Bringing to close a year-long internal debate over the role of Venezuela in South American political and economic affairs, Brazil's Senate, by a vote of 35 to 27, voted Tuesday to approve the entrance of the country's northern neighbor into the Mercosur trade bloc.
With the vote, only Paraguay's approval remains for Venezuela to gain admission as a full member of the group, which until now has included Brazil, Argentina, Paraguay and Uruguay as regular members.
While the measure gained easy approval in Brazil's lower house, a vote on the matter in the Senate was postponed several times as opposition party members questioned Venezuelan President Hugo Chavez' commitment to so-called democratic clauses in the Mercosur charter and his possible use of the entity to gain greater influence in regional political and economic affairs.

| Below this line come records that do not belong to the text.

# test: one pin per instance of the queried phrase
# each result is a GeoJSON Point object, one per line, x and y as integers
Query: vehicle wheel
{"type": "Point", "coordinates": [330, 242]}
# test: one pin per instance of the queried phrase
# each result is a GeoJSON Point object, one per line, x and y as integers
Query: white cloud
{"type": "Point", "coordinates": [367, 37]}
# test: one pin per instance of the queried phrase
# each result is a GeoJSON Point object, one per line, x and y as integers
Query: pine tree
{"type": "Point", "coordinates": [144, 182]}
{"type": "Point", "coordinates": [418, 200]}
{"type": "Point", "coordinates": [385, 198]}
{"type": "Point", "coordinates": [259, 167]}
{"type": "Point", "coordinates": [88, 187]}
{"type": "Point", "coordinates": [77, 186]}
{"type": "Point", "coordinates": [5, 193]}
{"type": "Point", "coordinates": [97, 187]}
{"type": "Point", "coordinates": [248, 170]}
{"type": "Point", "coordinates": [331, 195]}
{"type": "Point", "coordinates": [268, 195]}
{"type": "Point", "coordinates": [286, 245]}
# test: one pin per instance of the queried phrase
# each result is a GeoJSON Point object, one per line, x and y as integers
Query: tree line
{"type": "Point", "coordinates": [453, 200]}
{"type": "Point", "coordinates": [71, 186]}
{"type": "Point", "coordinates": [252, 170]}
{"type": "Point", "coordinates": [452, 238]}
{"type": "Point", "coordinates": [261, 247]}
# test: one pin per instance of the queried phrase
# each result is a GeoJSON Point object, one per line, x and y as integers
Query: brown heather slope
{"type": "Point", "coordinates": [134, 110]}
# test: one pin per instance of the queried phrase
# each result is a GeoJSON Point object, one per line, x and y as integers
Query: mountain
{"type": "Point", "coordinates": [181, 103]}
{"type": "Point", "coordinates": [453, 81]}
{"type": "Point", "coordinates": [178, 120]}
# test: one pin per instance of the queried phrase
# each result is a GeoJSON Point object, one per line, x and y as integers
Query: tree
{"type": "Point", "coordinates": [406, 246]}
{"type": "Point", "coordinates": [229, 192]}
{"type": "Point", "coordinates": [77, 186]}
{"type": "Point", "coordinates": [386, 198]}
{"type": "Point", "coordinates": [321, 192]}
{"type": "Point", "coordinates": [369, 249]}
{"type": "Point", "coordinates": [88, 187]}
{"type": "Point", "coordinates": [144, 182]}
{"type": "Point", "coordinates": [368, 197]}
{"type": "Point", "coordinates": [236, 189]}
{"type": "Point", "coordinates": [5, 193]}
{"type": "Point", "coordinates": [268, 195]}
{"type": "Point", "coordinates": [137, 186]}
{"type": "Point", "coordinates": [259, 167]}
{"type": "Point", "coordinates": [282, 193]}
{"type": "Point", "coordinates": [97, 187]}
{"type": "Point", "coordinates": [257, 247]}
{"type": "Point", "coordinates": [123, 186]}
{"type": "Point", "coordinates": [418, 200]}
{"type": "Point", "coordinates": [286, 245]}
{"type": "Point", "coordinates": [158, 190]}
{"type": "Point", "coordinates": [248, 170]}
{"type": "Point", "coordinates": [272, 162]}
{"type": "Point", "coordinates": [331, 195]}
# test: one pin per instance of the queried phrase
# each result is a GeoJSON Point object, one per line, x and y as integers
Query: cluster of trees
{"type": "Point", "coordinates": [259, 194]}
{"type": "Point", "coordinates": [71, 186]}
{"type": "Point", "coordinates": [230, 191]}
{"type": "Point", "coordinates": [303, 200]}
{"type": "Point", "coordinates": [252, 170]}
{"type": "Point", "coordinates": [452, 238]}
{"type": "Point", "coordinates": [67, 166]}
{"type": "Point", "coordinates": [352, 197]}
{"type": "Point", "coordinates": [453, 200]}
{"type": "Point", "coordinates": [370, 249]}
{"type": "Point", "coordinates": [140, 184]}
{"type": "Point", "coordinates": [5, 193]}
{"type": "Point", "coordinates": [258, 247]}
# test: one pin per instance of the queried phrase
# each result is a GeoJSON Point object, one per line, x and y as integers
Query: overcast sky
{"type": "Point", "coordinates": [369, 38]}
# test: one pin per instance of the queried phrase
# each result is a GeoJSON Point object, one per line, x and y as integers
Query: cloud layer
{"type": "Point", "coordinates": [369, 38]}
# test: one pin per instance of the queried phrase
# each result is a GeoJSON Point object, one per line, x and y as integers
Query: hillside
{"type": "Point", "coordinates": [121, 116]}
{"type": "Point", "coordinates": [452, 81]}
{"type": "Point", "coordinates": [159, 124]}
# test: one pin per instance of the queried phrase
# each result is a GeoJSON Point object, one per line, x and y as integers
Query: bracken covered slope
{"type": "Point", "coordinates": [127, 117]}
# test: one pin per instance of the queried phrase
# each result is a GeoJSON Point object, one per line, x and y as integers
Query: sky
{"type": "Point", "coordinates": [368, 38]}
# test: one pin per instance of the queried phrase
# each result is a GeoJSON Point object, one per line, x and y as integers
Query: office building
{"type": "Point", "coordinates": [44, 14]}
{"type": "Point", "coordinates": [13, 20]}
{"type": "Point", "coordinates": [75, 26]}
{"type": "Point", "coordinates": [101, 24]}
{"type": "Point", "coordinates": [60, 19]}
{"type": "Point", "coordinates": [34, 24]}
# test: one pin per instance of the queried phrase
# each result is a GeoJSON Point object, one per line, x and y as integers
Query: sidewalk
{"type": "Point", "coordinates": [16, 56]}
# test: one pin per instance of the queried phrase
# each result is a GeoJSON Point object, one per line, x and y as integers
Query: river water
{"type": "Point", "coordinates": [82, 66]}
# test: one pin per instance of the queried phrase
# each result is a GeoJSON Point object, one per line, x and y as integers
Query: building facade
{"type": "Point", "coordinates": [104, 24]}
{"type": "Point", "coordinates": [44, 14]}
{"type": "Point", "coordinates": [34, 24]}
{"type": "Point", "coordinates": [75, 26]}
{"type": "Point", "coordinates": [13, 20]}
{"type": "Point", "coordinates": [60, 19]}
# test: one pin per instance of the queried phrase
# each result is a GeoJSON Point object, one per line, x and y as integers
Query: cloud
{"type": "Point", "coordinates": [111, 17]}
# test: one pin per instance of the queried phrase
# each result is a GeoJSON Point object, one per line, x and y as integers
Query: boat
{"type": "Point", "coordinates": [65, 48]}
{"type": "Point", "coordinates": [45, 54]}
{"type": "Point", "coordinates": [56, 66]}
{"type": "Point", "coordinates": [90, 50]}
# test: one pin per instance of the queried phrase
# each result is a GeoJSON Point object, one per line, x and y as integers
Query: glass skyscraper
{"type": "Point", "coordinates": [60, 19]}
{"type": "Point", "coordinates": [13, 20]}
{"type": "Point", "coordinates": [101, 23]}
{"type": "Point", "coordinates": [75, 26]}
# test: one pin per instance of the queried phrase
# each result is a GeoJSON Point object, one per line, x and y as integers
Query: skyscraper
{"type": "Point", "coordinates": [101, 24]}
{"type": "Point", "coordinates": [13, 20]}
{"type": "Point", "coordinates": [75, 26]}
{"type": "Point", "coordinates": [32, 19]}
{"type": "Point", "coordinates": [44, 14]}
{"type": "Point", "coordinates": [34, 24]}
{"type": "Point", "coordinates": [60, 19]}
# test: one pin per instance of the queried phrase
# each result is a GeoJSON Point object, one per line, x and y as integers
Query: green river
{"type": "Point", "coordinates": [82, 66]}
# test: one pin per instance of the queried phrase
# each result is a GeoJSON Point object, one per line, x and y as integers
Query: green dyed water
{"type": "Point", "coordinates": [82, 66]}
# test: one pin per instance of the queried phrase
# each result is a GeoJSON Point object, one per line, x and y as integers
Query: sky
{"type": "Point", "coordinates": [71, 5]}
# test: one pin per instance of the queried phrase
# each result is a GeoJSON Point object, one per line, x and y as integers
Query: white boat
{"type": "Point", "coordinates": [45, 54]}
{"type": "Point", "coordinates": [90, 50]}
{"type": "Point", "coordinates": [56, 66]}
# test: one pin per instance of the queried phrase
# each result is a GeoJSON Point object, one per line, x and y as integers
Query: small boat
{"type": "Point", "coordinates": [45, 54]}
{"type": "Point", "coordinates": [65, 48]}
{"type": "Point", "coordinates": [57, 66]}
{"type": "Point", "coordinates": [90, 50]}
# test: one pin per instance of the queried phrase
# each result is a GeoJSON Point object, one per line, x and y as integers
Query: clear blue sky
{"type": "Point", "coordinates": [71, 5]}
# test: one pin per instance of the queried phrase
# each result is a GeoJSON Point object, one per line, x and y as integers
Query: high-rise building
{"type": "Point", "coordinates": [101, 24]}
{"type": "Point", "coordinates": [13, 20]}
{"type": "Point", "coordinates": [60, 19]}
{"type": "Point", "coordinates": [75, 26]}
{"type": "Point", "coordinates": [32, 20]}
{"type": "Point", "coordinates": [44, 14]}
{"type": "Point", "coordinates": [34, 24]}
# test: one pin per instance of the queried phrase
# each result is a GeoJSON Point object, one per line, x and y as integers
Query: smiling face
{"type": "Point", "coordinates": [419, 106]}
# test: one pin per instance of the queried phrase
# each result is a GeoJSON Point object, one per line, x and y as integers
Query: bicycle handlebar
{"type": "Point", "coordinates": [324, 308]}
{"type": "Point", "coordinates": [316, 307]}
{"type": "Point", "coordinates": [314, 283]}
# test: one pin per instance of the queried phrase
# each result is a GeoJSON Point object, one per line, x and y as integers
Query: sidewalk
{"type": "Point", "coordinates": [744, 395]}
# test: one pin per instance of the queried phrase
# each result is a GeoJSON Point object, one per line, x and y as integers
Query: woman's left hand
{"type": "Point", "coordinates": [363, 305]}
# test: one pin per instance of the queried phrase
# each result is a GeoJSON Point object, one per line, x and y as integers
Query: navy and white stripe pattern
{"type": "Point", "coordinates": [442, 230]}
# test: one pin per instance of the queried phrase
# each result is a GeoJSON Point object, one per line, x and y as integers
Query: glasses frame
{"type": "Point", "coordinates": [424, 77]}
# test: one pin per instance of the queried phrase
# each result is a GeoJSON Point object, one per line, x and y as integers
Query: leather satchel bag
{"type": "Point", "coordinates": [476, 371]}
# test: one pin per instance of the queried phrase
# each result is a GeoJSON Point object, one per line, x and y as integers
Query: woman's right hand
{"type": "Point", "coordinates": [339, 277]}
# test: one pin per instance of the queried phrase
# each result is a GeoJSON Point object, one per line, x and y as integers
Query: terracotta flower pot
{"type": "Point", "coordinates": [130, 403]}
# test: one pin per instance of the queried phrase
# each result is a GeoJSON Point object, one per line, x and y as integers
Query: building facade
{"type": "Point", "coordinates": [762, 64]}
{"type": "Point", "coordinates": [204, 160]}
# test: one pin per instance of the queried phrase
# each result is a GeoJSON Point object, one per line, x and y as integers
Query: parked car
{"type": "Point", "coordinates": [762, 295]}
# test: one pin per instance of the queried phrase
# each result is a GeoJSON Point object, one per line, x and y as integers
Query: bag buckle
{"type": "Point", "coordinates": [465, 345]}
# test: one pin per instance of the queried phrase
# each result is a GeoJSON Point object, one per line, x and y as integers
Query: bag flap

Government-allied Brazilian lawmakers, however, successfully argued that the inclusion of Venezuela in the group would bring distinct economic advantages to Mercosur, and that Chavez' government didn't have the power to unduly disrupt the long-term goals of the entity. They further argued that Chavez' regional political maneuvering would be constrained by his government's adherence to Mercosur regulations.
The vote to approve Venezuela's entrance into the Mercosur bloc was strongly supported by Brazilian President Luiz Inacio Lula da Silva, who submitted the request to congress in 2007.
In addition to its four regular members, Mercosur also includes Chile, Bolivia, Colombia, Ecuador and Peru as observer members. Alongside its function as a regional common market, Mercosur has also aimed to become a regional political forum.
The group has agreed to establish a regional parliament by 2012, with at least 18 representatives from each member country.